For the first time, a robot has beaten professionals in a recognized sport. Sony's research robot Ace defeated all three professional table tennis players it competed against in March 2026 in at least one match, reaching a milestone that robotics researchers have pursued for decades. The study was published on April 23 in the journal Nature and is considered the first proof that an autonomous system can achieve expert level in a competitive, physical contest.
Why Table Tennis Is Particularly Hard for AI
Artificial intelligence long ago mastered chess and Go, as well as video games like StarCraft and complex strategy titles. Those successes, however, took place in digital environments where complete information is available and no physical response is required. The real-time physics of the physical world pose a different challenge: a table tennis ball can travel across the table at up to 19.6 meters per second, players generate spin at up to 450 radians per second, and the remaining reaction time falls far below the threshold of human perception.
Elite human players react in roughly 230 milliseconds. Ace operates with a real-time latency of 20.2 milliseconds, about eleven times faster. The system uses nine active pixel sensors and event-based image sensors running at up to 700 hertz that capture ball spin precisely. A six-joint robotic arm with model-free reinforcement learning then translates those calculations into accurate strokes. Ace plays on control rather than power: across all spin types, the robot achieved a return rate of over 75 percent.
Earlier table tennis robots, such as Omron's Forpheus, could train beginners but failed against professional players. They were specialized for certain stroke techniques or game situations and lacked the adaptability to handle the variability of real matches. Ace is the first to combine high-resolution event-based sensing with model-free reinforcement learning on high-speed hardware to address the problem of physical real-time interaction at its root.
Three Years of Development, Three Test Phases
Development began in 2020 and proceeded through several stages. In early tests, Ace played exclusively against amateurs and collected training data to improve the learning process. In December 2025, the first test against professionals followed: Ace played matches against four new players, including two elite players and two professionals. It did not lose to either of the elite players or one of the professionals.
In March 2026, Ace played against three more professional players who had no prior experience against it. That is methodologically important: a player who faces the same system repeatedly learns its patterns and can deliberately exploit weaknesses. Ace defeated all three new professionals at least once. Overall, the robot completed 13 matches and won seven of them along with three full match sets. Notably, Ace scored 16 direct points after serve, while all human elite opponents combined scored only eight.
A Milestone for Physical AI Systems
The significance of the breakthrough does not lie in robots dominating table tennis tournaments. Ace has clear limits: it cannot build complex, rally-based tactics the way experienced professionals can, and it fails against stroke techniques outside its training. Players from the upper world rankings would currently still defeat the robot.

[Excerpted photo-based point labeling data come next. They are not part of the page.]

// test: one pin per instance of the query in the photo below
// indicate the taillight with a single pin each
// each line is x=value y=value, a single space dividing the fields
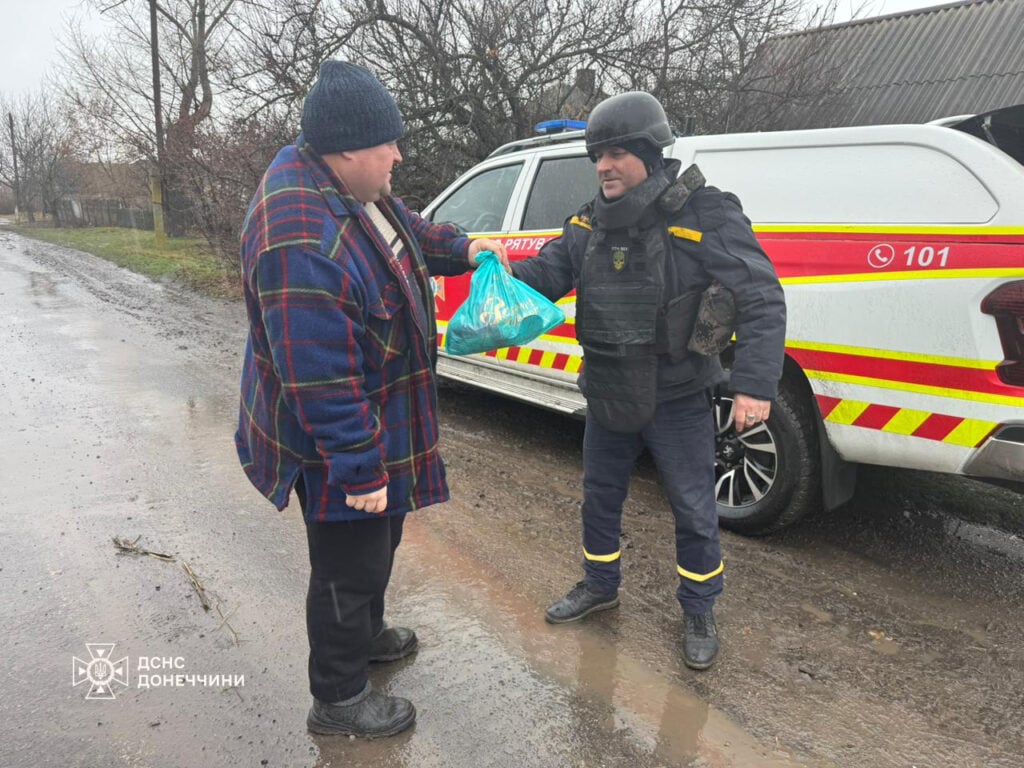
x=1006 y=303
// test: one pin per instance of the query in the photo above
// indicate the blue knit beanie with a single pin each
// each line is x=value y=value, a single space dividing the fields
x=348 y=109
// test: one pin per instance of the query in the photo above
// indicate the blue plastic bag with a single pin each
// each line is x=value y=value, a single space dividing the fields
x=500 y=311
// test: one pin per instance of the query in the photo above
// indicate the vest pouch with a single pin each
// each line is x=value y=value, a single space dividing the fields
x=621 y=391
x=677 y=324
x=619 y=314
x=716 y=321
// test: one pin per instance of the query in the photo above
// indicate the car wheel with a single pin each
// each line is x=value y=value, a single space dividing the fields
x=766 y=477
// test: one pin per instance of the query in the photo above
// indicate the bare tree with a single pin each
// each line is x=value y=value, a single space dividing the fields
x=111 y=81
x=469 y=75
x=45 y=140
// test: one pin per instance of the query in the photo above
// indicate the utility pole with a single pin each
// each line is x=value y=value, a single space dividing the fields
x=13 y=152
x=156 y=179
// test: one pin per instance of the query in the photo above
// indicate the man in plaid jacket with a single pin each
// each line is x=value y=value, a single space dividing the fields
x=338 y=391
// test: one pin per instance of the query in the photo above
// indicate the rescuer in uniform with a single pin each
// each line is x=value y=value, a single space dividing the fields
x=640 y=257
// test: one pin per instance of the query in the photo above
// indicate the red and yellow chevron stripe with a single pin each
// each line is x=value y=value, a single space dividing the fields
x=950 y=429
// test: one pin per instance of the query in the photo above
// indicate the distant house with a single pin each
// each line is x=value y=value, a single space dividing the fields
x=572 y=101
x=110 y=195
x=965 y=57
x=127 y=183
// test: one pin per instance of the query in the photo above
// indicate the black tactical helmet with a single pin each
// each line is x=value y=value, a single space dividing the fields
x=631 y=116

The significance lies elsewhere. Previous AI milestones in the physical world, such as robotic arms in factory automation, operated under strictly defined conditions with known parameters. Ace operates in a real sports contest with variable ball trajectories, unpredictable opponent behavior, and physical uncertainty in real time. The Sony AI team describes in the paper potential applications in surgical assistance systems, logistics robots, and rehabilitation devices that require similar combinations of fast perception and precise motor control.
Comparable breakthroughs in the digital world had far-reaching consequences: AlphaGo transformed professional Go theory and set new benchmarks for learning under uncertainty. Whether Ace provides a similar impetus for physical robotics will become clear in the years ahead.
Next Steps
Sony AI plans to pit Ace against players from the upper world rankings before the end of this year. The research team is also working on transferring the underlying algorithms for real-time perception and motor control to other physical disciplines. The Nature paper includes open benchmarks so other research groups can reproduce and build on the results.